ホームページ >運用・保守 >Linuxの運用と保守 >システム ログに対するユーザーの変更を制限するように CentOS システムをセットアップする方法
ユーザーによるシステム ログの変更を制限するために CentOS システムを設定する方法
CentOS システムでは、システム ログはシステムの動作状況、エラー メッセージ、警告を記録する非常に重要な情報源です。 、など。システムの安定性とセキュリティを保護するために、ユーザーによるシステム ログの変更を制限する必要があります。この記事では、CentOSシステムでシステムログの変更権限を制限する設定方法を紹介します。
1. ユーザー グループとユーザーの作成
まず、システム ログの管理を特に担当するユーザー グループと、ログの管理を担当する一般ユーザーを作成する必要があります。作成したグループ名が logadmin、ユーザーが loguser であるとします。このグループは、次のコマンドで作成できます:
sudo groupadd logadmin sudo useradd -g logadmin loguser
2. ログ ファイルのアクセス許可を変更します。
次に、ログ ファイルのアクセス許可を変更する必要があります。システム ログ ファイルのアクセス許可を設定し、logadmin グループ内のユーザーのみがファイルを変更でき、他のユーザーは読み取りのみできるようにします。通常、CentOS システムのログ ファイルは /var/log ディレクトリにあります。システム ログ ファイル /var/log/messages を例として、次のコマンドを実行して権限を変更できます。 ##上記のコマンドは、ログ ファイルのアクセス許可を変更します。所有者は root ユーザーに設定され、それが属するグループは logadmin グループに設定され、アクセス許可は 640 に設定されます。この方法では、root ユーザーと logadmin グループに属するユーザーのみがログ ファイルを変更でき、他のユーザーは読み取りのみできます。
3. sudo 権限の設定
logadmin グループ内のユーザーのみがログ ファイルを変更する権限を確実に持つようにするには、logadmin グループ内のユーザーのみが特定のファイルを使用できないように sudo 権限を設定する必要もあります。コマンド。 loguser ユーザーが logrotate コマンドのみを使用できるように制限したいとします。次の手順を実行できます。sudo chown root:logadmin /var/log/messages sudo chmod 640 /var/log/messages
sudo visudo
これにより、logadmin グループに属するユーザーのみが logrotate コマンドを使用できるようになり、パスワードは必要なくなります。

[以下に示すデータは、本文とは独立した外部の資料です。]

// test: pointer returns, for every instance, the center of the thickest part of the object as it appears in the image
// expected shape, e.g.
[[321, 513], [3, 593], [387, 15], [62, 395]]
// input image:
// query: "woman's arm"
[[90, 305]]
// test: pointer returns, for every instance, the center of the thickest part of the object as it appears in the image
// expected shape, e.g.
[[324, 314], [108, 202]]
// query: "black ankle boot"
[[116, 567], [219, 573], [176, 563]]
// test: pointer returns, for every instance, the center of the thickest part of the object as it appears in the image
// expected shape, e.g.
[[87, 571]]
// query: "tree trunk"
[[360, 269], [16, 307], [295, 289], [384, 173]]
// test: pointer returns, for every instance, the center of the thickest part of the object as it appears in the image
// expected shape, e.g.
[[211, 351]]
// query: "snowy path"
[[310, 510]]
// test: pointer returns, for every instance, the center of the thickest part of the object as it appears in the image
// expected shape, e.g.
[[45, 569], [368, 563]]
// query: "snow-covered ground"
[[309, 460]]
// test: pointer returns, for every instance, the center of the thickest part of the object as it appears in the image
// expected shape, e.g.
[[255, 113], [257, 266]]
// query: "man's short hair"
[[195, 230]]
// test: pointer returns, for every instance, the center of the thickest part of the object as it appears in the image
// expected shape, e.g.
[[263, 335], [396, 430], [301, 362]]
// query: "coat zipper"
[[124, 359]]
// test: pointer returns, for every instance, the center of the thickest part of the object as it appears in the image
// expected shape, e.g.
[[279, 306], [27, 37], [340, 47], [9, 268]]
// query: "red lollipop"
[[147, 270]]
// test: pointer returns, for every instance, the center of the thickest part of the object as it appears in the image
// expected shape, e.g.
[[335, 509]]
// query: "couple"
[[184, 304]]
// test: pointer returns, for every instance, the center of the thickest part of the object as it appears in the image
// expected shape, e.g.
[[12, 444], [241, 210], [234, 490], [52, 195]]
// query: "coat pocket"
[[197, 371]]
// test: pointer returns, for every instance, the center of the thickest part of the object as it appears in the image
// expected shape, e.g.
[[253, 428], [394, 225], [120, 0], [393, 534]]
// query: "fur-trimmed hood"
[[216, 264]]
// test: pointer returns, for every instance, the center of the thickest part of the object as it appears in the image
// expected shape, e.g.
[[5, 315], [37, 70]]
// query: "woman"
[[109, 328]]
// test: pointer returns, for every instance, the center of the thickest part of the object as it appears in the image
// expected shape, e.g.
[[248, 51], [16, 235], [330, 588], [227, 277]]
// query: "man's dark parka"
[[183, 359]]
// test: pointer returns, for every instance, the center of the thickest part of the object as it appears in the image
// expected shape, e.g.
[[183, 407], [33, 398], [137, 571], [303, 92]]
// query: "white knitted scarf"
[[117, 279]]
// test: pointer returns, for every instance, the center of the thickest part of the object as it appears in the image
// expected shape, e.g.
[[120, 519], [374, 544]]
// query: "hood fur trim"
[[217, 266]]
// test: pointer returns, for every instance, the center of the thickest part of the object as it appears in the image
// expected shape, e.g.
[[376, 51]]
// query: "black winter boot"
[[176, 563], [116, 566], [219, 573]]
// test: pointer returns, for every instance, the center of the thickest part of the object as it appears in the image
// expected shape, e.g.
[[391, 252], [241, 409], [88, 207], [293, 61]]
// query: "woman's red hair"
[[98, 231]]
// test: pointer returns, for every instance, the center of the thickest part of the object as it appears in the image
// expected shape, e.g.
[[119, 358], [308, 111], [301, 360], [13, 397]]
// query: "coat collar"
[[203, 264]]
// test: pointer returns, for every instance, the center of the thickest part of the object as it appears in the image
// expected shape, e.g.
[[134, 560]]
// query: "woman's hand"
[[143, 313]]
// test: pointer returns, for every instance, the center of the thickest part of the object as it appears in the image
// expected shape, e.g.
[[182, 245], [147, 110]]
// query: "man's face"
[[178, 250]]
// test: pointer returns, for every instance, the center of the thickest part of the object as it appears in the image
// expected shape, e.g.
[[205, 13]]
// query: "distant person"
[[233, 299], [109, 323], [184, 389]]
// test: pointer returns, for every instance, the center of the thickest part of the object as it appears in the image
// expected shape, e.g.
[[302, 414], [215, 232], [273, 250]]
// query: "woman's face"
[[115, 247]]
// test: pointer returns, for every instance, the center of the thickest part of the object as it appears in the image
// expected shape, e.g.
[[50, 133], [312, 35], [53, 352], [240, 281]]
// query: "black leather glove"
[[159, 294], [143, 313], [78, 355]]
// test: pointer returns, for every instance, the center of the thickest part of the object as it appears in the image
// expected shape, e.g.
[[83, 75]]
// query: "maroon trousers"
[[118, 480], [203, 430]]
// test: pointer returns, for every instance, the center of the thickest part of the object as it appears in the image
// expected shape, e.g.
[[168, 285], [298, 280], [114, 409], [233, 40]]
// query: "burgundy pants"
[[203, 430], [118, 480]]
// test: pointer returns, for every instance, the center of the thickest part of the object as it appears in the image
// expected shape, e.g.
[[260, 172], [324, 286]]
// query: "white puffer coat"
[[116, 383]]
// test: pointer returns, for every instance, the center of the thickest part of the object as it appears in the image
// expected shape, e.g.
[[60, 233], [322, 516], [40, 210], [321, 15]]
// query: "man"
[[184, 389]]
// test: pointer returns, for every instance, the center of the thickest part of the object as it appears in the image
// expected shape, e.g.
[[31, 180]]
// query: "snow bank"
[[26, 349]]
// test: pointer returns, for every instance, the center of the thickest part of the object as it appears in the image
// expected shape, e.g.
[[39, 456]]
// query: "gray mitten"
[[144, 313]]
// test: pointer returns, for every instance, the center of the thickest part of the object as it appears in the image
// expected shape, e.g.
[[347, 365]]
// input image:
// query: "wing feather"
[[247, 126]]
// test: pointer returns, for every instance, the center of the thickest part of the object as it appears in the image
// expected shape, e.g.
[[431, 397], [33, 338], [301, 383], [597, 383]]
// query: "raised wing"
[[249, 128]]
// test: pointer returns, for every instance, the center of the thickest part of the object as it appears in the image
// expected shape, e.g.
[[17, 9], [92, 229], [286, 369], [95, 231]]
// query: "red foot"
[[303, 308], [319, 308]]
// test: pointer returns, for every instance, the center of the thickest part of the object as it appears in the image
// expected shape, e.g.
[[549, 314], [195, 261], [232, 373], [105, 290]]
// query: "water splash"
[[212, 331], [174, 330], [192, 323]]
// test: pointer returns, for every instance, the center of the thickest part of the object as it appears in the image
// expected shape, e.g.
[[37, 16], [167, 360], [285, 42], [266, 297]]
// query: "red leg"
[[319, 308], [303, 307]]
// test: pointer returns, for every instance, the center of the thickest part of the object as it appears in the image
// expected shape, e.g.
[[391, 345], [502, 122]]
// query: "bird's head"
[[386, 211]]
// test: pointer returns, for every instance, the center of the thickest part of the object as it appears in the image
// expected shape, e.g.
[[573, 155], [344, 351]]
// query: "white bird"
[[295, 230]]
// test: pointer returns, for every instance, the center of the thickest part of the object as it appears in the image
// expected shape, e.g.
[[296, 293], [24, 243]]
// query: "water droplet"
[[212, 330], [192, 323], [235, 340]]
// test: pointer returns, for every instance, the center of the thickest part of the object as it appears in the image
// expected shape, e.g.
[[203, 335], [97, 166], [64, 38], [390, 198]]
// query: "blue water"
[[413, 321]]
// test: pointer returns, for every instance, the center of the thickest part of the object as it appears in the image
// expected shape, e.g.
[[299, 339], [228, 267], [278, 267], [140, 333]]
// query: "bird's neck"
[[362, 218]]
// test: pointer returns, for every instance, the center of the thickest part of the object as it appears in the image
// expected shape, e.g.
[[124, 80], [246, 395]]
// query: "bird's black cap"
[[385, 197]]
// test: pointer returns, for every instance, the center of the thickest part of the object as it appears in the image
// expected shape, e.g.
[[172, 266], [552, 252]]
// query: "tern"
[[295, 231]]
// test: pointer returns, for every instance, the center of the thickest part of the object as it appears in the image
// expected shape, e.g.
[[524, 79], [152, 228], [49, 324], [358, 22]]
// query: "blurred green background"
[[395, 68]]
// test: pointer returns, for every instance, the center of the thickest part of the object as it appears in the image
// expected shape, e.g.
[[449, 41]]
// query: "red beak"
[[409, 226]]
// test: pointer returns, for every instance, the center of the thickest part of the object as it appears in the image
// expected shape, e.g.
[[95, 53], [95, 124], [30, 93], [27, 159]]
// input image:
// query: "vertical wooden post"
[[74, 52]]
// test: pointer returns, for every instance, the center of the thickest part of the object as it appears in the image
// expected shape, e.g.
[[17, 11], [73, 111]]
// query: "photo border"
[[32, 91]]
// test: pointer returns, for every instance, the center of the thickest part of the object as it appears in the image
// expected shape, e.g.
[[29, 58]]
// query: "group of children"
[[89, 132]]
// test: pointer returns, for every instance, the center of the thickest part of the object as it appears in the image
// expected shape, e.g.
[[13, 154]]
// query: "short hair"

%logadmin ALL=(ALL) NOPASSWD: /usr/sbin/logrotate
sudo su - loguser
loguser ユーザーが変更しているため、 logadmin グループに属していないため、ログ ファイルを変更できず、権限が不十分であることを示すメッセージが表示されます。
echo "test" >> /var/log/messages
logadmin ユーザーは logadmin グループに属しているため、ログ ファイルを変更する権限を持っています。 。
概要
この記事では、システム ログを変更するユーザーの権限を制限するように CentOS システムを設定する方法を紹介します。ユーザー グループとユーザーを作成し、ログ ファイルのアクセス許可を変更し、sudo アクセス許可を構成することで、特定のユーザーのみがシステム ログを変更できるようになり、システムのセキュリティと安定性が向上します。
注: この記事の例で使用されているグループ名、ユーザー、ログ ファイルは参考用であり、実際の使用状況に応じて調整する必要があります。
以上がシステム ログに対するユーザーの変更を制限するように CentOS システムをセットアップする方法の詳細内容です。詳細については、PHP 中国語 Web サイトの他の関連記事を参照してください。